Our ability to integrate newly acquired companies

 

   

The negotiation of contract terms supporting new and existing databases or products

 

   

Exposure to fluctuations in currency exchange rates that could negatively impact our financial results and cash flows

 

   

Third parties may claim infringement of their intellectual property rights

 

   

Unauthorized parties may attempt to copy aspects of our products or to obtain and use information that the Company regards as proprietary

 

   

Our ability to hire and retain key qualified personnel

 

   

Resolution of ongoing and other probable audits by tax authorities

 

   

Adverse resolution of litigation or governmental investigations may harm our operating results

 

   

Changes in accounting may affect our reported earnings and operating income

 

   

Internal controls may be ineffective

Acquisition of Market Metrics

On June 1, 2010, we acquired Market Metrics. Formed in 1996 and headquartered in Quincy, Massachusetts, Market Metrics is the leading market research firm in the U.S. focused on advisor-sold investments and insurance products. Each year Market Metrics conducts more than 20,000 in-depth surveys of financial advisors, brokers, research analysts and gatekeepers. Leveraging this unique body of data, Market Metrics helps senior managers to understand better their competitive strengths and weaknesses, and how they can improve their relationships with customers and increase market share. As of June 1, 2010, Market Metrics had annual subscriptions of $16 million and was supported by 25 employees.

Business Outlook

The following forward-looking statements reflect our expectations as of June 15, 2010. Given the number of risk factors, uncertainties and assumptions discussed above, actual results may differ materially. We do not intend to update our forward-looking statements until our next quarterly results announcement, other than in publicly available statements.

Fourth Quarter Fiscal 2010 Expectations

 

   

Revenues are expected to range between $165 million and $169 million. This guidance includes $4 million in revenues from the acquisition of Market Metrics on June 1, 2010.

 

   

EPS should range between $0.78 and $0.80 per diluted share. Both ends of this range include a $0.01 reduction to reflect the lapse of the U.S. Federal R&D tax credit effective December 31, 2009.

Full Year Fiscal 2010

 

   

The 2010 guidance for capital expenditures, net of landlord contributions, is between $16 million to $22 million.

Financial Risk Management

In the normal course of business, we are exposed to foreign currency exchange risk and interest rate risk that could impact our financial position and results of operations.

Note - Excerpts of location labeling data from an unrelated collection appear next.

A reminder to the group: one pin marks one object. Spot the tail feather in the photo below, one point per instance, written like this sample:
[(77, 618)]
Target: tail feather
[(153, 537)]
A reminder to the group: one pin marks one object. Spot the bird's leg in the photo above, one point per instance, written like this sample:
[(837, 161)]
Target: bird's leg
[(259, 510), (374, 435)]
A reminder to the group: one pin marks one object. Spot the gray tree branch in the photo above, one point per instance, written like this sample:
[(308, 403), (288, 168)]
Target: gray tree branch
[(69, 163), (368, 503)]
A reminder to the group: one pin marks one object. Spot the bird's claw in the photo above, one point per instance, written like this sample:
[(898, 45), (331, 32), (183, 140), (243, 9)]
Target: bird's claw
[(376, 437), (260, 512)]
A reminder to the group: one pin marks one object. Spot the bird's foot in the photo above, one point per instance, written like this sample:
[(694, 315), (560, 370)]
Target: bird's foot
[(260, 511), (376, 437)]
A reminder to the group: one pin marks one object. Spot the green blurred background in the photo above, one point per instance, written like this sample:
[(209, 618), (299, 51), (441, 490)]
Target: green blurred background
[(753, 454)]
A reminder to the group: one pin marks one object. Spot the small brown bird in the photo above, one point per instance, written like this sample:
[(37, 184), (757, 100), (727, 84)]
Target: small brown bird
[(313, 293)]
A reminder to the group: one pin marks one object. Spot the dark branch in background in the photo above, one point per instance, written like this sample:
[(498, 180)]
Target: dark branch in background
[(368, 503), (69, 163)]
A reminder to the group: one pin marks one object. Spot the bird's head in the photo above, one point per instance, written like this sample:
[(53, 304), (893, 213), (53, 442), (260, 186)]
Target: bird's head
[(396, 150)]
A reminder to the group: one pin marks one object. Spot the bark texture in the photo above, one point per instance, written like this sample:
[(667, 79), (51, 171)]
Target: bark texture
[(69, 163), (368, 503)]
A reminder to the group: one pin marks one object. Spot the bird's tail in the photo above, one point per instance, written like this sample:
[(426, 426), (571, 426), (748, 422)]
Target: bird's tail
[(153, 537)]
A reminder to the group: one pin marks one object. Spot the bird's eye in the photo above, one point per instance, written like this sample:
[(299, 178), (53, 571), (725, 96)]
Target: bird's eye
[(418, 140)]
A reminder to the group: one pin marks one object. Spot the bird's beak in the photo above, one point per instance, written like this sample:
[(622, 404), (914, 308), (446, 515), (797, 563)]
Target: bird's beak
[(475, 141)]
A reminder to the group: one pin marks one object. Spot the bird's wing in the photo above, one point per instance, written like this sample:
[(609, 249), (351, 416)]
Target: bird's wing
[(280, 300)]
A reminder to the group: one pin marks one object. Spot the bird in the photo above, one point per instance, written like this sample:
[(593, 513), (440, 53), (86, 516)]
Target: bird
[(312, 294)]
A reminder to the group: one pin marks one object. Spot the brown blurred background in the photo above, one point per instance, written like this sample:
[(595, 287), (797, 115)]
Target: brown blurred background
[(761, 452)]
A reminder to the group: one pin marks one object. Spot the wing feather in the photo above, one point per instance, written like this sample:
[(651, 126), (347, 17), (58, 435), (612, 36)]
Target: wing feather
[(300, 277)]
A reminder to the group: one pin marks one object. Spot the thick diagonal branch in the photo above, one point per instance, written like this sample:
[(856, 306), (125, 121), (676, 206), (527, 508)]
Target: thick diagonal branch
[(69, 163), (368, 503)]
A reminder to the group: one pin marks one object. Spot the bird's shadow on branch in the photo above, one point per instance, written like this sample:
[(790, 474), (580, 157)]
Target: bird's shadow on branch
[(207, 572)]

Foreign Currency Exchange Risk

We are exposed to market risk from changes in foreign currency exchange rates, which could affect operating results, financial position and cash flows. We manage our exposure to foreign currency exchange risk through our regular operating and financing activities and, when appropriate, through the use of derivative financial instruments. These derivative financial instruments are utilized to hedge currency exposures as well as to reduce earnings volatility resulting from shifts in market rates. We only enter into foreign currency forward contracts to manage foreign currency exposures. Our primary foreign currency market exposures include the Euro, British Pound Sterling, Japanese Yen, Indian Rupee and Philippines Peso. The fair market values of all our derivative contracts change with fluctuations in currency rates and are designed so that any changes in their values are offset by changes in the values of the underlying exposures. Derivative financial instruments are held solely as risk management tools and not for trading or speculative purposes.

We are required to recognize all derivative instruments as either assets or liabilities at fair value in the balance sheet. The level of volatility will vary with the type and amount of derivative hedges outstanding, as well as fluctuations in the currency markets during the period. The related cash flow impacts of all of our derivative activities are reflected as cash flows from operating activities.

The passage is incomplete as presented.